You can also see one of the issues from the previous stage, the Binary expression takes in a token as an operator, this means that in the code it treats every token type as though it could be an operator, even though only a subset are binary operators. This makes it easy to miss one out.
Static Analysis
I need to make sure that variables are used correctly, and that variables are bound by scope. I do this using a resolver that visits every node in the syntax tree, and it tracks the current scopes, variable names, and where the values are in the environment. This is especially important with closures. This also uses exceptions for errors, and has one more issue: it does not handle mutual recursion well because functions have to be declared before they are called. To handle this properly, I need to make sure I visit declarations before other statements, but I need to do this for every single scope.
Type Checking
The next stage of lexical analysis is type checking. The type checker makes sure that every node in the syntax tree has a type, and makes sure that all the types are being used correctly, by comparing the types it inferred to the types provided in the source code. This is quite similar to the interpreter, only that instead of returning values it returns types, that it then uses to modify the placeholder types in the syntax tree. Since this code is newer, made after migrating from Java to Kotlin, I don't use exceptions to handle errors. Instead, I append to a string array, which is not ideal but is a step up. That way it tries to get as many type errors as possible, and can theoretically be used for code highlighting. Like the resolver, type recursion is a problem. I will need to fix this if I want to write the compiler in Minerva.

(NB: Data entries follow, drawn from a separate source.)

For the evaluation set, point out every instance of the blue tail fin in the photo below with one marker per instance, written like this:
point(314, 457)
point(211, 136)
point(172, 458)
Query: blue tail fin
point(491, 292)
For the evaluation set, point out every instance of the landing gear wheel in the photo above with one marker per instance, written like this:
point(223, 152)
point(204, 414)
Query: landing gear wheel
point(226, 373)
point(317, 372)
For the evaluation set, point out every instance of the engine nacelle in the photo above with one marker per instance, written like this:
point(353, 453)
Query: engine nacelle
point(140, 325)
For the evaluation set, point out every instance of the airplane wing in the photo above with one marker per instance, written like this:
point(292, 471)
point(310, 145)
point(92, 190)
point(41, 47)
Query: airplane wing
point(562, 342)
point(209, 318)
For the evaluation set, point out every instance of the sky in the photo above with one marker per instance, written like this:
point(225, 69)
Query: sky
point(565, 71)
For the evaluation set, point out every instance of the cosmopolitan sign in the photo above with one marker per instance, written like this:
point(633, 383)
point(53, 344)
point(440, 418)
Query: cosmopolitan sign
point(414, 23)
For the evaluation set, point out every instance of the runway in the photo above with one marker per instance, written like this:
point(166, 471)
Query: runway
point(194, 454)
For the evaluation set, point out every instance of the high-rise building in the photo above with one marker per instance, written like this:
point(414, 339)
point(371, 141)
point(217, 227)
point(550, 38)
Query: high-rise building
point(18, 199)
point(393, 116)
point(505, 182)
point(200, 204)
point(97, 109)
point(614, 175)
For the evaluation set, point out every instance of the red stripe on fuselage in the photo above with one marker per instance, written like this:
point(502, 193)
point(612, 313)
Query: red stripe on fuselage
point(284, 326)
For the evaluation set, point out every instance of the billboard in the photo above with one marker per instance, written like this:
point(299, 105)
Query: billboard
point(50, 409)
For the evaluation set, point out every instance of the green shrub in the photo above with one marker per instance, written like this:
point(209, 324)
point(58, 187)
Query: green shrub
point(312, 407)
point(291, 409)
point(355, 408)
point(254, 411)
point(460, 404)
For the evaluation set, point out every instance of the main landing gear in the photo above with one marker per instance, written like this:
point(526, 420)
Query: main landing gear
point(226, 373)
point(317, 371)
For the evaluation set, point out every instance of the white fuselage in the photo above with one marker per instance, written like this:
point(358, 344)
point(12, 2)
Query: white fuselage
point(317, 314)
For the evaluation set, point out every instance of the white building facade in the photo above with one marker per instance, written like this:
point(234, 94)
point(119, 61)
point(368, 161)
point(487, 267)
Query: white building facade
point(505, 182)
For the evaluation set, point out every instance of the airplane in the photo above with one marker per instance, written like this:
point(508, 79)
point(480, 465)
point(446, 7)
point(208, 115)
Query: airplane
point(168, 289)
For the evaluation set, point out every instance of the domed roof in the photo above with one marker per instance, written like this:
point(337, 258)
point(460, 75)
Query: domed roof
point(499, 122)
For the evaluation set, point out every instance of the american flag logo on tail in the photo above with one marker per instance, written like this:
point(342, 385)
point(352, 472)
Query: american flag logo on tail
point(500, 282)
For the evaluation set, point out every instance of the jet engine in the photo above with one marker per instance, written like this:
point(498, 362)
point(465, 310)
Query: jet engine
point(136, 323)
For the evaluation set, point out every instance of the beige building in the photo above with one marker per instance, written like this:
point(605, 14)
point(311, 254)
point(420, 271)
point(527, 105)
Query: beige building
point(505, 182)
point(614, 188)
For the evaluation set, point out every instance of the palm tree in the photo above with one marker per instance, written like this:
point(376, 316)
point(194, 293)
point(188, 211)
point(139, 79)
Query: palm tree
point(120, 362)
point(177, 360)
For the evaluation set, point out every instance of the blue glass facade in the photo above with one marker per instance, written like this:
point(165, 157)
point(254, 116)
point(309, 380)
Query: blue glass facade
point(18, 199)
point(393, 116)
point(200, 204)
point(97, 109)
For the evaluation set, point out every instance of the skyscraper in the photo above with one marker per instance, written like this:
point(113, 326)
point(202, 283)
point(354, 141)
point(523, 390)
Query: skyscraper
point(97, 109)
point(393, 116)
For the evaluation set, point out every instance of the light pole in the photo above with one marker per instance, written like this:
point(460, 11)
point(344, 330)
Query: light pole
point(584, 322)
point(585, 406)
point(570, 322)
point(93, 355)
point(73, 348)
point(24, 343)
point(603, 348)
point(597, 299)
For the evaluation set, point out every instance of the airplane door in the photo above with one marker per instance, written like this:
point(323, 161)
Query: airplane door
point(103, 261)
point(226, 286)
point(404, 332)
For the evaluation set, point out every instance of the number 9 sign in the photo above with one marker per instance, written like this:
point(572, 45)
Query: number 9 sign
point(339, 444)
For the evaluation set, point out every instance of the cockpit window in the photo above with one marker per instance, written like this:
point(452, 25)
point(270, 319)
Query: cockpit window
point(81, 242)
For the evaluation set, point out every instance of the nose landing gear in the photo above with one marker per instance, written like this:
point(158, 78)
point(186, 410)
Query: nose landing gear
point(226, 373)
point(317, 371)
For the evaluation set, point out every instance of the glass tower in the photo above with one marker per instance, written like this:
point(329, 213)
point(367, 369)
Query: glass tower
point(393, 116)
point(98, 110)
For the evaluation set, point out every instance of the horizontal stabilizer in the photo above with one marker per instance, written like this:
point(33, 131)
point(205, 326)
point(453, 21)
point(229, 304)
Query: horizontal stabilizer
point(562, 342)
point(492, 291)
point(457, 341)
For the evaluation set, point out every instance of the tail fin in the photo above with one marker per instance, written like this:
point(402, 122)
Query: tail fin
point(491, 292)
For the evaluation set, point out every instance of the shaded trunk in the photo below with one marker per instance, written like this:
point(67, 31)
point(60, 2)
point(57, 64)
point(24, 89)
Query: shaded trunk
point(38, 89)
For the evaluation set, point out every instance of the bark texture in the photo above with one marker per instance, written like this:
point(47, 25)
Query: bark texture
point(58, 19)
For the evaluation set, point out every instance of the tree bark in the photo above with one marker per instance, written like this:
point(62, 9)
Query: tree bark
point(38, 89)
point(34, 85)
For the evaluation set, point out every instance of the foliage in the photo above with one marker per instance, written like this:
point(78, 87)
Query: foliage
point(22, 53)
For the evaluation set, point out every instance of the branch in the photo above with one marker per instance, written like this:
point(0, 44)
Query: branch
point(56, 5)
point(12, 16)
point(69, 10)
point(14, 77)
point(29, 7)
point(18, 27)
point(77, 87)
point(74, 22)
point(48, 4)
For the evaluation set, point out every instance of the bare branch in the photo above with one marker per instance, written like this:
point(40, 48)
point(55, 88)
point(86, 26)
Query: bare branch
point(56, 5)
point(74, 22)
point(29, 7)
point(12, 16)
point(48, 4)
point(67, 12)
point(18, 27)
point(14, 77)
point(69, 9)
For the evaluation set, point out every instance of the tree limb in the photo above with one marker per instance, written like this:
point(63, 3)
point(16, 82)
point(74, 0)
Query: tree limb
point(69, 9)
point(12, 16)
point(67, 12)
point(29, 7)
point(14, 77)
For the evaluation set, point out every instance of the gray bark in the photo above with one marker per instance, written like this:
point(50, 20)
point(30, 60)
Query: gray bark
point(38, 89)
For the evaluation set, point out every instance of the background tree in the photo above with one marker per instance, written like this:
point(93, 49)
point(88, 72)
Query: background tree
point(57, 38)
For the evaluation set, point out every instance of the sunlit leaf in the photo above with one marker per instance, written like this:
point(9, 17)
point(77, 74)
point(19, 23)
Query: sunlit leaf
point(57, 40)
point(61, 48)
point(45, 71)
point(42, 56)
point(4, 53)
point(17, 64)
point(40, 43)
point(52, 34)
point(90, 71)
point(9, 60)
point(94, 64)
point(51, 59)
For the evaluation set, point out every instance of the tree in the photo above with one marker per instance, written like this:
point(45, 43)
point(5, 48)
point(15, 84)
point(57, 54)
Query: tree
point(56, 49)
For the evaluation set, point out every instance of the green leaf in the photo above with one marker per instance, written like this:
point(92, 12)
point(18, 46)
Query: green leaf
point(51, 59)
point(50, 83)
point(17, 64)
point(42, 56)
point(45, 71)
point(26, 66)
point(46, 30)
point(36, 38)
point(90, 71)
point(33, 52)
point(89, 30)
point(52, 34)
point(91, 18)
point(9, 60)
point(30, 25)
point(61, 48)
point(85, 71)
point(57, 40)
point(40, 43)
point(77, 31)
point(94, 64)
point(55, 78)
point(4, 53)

sealed class Expr(var type: Type) {
class Array(val values: List<Expr>): Expr(Type.ArrayType(Type.AnyType()))
class Assign(val name: Token, val value: Expr) : Expr(Type.NullType())
class Binary(val left: Expr, val operator: Token, val right: Expr) : Expr(Type.AnyType())
}
In Minerva I'd like to do something like this:
type Array = class(const values: List<Expr>)
type Assign = class(const name: Token, const value: Expr)
type Binary(const left: Expr, const operator: Token, const right: Expr)
type Expr = Array | Assign | Binary
Interpreting
The final stage is executing the code. This is simply a switch statement over the syntax tree, that handles each node type appropraitely, returing values for expressions and executing statements.
The main thing I'd like to change here is adding more backends, and adding an optimisation stage.
That's pretty much it
There are more specific implementation details and design decisions, but this is a high level picture of how the compiler works. If there is anything else you'd like to know about how it works, you can ask in the comments.